# Autophagy maintains vascular function through a novel glycolysis-linked pathway regulating eNOS.

> **NIH NIH R01** · UTAH STATE HIGHER EDUCATION SYSTEM--UNIVERSITY OF UTAH · 2021 · $396,868

## Abstract

SUMMARY
One report indicates endothelial cell (EC) autophagy is compromised in aged humans. We showed that genetic
repression of autophagy in ECs negates shear-stress induced EC nitric oxide (NO) synthase (eNOS) activation
and NO generation. It is unknown whether disruption of autophagy specifically in ECs has functional relevance
in vivo, and the mechanism whereby repressed EC autophagy compromises NO generation is not known. In
Aim 1 we will test the hypothesis that conditional deletion of autophagy in ECs from adult mice (iecAtg3KO
mice) phenocopies arterial dysfunction that is present in old mice. Further, based on compelling preliminary
data, we will test the hypothesis that repressed EC autophagy in mutant mice and old mice evokes a p53-
mediated block in glycolysis, leading to decreased signaling by extracellular ATP via the P2Y1-R and PKCδ to
eNOS, resulting in arterial dysfunction. Aim 2 will explore the translational potential of this novel pathway in the
context of human aging.
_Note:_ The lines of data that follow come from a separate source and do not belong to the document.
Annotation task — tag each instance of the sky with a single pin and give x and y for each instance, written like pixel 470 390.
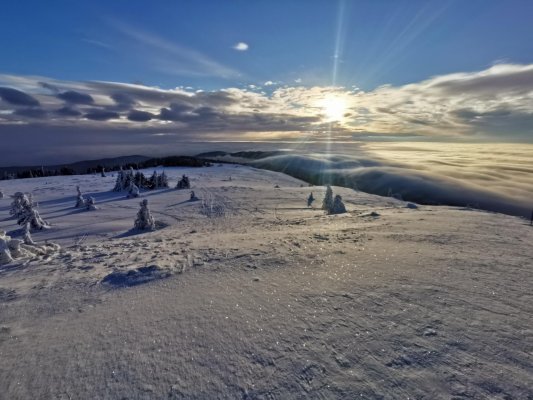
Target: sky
pixel 77 77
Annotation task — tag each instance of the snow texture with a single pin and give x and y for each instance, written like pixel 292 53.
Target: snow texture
pixel 274 300
pixel 144 220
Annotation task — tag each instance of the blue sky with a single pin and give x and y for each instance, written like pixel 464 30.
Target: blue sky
pixel 379 42
pixel 80 76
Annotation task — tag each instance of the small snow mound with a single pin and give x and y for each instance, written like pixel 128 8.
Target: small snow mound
pixel 136 276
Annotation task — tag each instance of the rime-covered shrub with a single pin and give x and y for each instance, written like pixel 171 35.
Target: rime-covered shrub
pixel 134 191
pixel 310 200
pixel 184 183
pixel 144 220
pixel 162 180
pixel 90 204
pixel 80 200
pixel 327 203
pixel 338 206
pixel 23 209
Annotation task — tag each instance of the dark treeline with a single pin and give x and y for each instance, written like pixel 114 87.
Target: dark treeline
pixel 172 161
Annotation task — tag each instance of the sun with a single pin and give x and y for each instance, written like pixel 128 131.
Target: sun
pixel 333 108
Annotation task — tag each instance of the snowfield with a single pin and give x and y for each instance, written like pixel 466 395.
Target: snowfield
pixel 264 298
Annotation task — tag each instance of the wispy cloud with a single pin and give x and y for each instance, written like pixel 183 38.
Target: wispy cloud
pixel 241 46
pixel 493 103
pixel 98 43
pixel 174 58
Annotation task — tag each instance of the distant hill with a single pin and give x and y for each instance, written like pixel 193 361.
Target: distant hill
pixel 91 166
pixel 79 167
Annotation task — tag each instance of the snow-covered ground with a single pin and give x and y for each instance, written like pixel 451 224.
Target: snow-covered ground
pixel 272 300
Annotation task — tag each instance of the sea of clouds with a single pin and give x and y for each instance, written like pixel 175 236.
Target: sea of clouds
pixel 494 177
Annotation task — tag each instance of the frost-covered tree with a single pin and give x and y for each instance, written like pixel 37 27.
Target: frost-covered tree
pixel 139 179
pixel 338 206
pixel 153 182
pixel 310 200
pixel 16 205
pixel 5 253
pixel 120 182
pixel 27 236
pixel 80 200
pixel 162 180
pixel 29 215
pixel 327 203
pixel 134 190
pixel 90 204
pixel 144 220
pixel 184 183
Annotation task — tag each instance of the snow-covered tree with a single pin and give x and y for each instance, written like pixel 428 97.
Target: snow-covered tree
pixel 327 203
pixel 5 253
pixel 16 205
pixel 338 206
pixel 310 200
pixel 134 190
pixel 162 180
pixel 139 179
pixel 120 182
pixel 30 215
pixel 27 236
pixel 153 182
pixel 80 200
pixel 144 220
pixel 90 204
pixel 184 183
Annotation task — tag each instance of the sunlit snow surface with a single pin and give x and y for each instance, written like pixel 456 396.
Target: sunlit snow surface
pixel 270 299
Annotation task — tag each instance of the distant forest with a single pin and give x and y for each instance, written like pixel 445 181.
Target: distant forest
pixel 97 166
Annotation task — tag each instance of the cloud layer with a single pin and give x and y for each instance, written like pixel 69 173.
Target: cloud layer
pixel 496 103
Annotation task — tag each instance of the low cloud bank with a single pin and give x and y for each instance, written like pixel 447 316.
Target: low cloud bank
pixel 373 174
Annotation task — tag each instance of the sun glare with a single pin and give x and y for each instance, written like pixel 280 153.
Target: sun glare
pixel 333 108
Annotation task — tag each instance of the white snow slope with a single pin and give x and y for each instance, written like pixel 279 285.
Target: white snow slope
pixel 271 300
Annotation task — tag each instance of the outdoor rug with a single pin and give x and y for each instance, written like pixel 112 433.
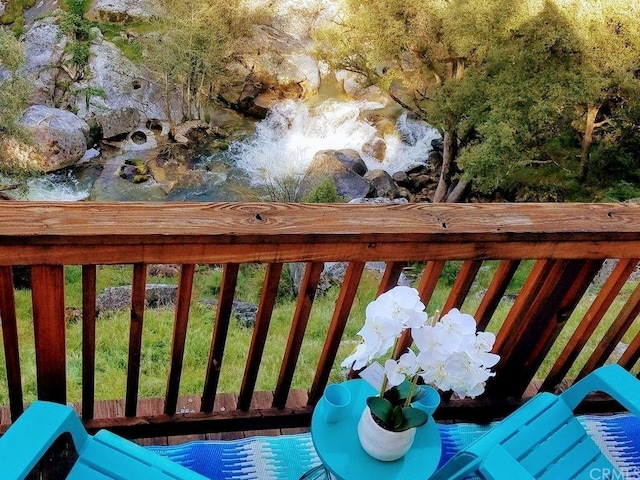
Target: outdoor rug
pixel 288 457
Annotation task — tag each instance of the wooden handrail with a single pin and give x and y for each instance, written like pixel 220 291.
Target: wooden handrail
pixel 566 245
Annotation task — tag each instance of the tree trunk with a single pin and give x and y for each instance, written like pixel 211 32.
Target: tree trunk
pixel 587 141
pixel 448 157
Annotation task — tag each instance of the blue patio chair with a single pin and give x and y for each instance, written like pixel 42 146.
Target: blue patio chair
pixel 543 439
pixel 101 457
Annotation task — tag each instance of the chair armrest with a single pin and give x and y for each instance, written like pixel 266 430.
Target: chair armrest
pixel 460 466
pixel 22 446
pixel 500 465
pixel 613 380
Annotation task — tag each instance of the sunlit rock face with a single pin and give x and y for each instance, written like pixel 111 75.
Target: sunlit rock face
pixel 45 45
pixel 59 138
pixel 120 11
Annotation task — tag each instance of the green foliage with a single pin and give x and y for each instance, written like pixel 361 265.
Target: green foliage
pixel 14 93
pixel 13 10
pixel 77 7
pixel 323 192
pixel 392 413
pixel 193 45
pixel 131 48
pixel 80 52
pixel 621 192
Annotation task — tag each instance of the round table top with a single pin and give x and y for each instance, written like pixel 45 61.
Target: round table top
pixel 339 449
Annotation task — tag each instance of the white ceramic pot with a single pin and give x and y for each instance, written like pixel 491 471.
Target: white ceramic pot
pixel 382 444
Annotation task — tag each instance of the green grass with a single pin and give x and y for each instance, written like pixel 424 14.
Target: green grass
pixel 112 337
pixel 112 332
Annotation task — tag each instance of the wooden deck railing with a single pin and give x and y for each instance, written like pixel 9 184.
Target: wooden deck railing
pixel 567 244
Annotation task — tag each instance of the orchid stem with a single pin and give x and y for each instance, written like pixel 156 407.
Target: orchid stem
pixel 414 383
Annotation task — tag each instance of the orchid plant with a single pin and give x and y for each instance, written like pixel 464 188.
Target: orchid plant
pixel 448 354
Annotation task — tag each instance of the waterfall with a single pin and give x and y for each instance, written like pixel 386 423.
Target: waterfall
pixel 285 142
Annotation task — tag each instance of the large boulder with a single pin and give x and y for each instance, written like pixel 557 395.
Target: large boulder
pixel 60 137
pixel 121 11
pixel 382 183
pixel 117 122
pixel 344 167
pixel 272 66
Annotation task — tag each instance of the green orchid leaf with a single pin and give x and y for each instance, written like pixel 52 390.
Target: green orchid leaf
pixel 397 418
pixel 413 417
pixel 394 396
pixel 381 408
pixel 418 393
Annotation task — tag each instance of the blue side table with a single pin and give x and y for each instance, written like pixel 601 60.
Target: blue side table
pixel 339 449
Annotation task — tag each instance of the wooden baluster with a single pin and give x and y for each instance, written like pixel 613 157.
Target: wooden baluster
pixel 462 285
pixel 296 335
pixel 138 295
pixel 88 340
pixel 508 335
pixel 589 322
pixel 391 276
pixel 336 329
pixel 426 287
pixel 220 329
pixel 260 331
pixel 553 315
pixel 10 341
pixel 491 299
pixel 616 331
pixel 630 356
pixel 185 289
pixel 47 292
pixel 512 339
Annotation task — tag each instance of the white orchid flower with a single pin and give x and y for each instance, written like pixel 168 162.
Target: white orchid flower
pixel 394 373
pixel 403 305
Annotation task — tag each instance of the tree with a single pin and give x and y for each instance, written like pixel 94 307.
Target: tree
pixel 610 33
pixel 420 51
pixel 14 90
pixel 194 43
pixel 504 81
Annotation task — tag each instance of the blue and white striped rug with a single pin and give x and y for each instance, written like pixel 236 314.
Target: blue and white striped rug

In immortalized human arterial endothelial cells (HAECs) we hypothesize that genetic
autophagy suppression prevents shear-stress induced purinergic signaling to eNOS. Next, this pathway will be
evaluated in primary arterial ECs obtained from old (> 60 y) and adult (18-30 y) subjects before and following
rhythmic handgrip exercise that elevates brachial artery shear-rate similarly in both groups. ECs will be used to
quantify EC autophagy, eNOS activation, and NO generation. Importantly, pharmacological and genetic
approaches that restore purinergic mediated signaling to eNOS will be used in these models of genetic and
aging-associated autophagy repression in human ECs. Aim 3 will use adult and aged mutant mice to
determine whether exercise-training attenuates the aging-associated decline in EC autophagy, and whether
intact autophagy is required for training-induced vascular improvements. To evaluate translational potential, we
will discern whether one-limb rhythmic handgrip exercise training by old (> 60 y) human subjects is sufficient to
elevate basal and shear-induced EC autophagy initiation, eNOS activation, and NO generation vs. the
contralateral sedentary limb. Results from this work have tremendous potential to reveal a new therapeutic
target and approach for restoring / maintaining vascular function in the aging population.

## Key facts

- **NIH application ID:** 10166904
- **Project number:** 5R01HL141540-04
- **Recipient organization:** UTAH STATE HIGHER EDUCATION SYSTEM--UNIVERSITY OF UTAH
- **Principal Investigator:** John David SYMONS
- **Activity code:** R01 (R01, R21, SBIR, etc.)
- **Funding institute:** NIH
- **Fiscal year:** 2021
- **Award amount:** $396,868
- **Award type:** 5
- **Project period:** 2018-07-01 → 2022-05-31

## Primary source

NIH RePORTER: https://reporter.nih.gov/project-details/10166904

## Citation

> US National Institutes of Health, RePORTER application 10166904, Autophagy maintains vascular function through a novel glycolysis-linked pathway regulating eNOS. (5R01HL141540-04). Retrieved via AI Analytics 2026-05-22 from https://api.ai-analytics.org/grant/nih/10166904. Licensed CC0.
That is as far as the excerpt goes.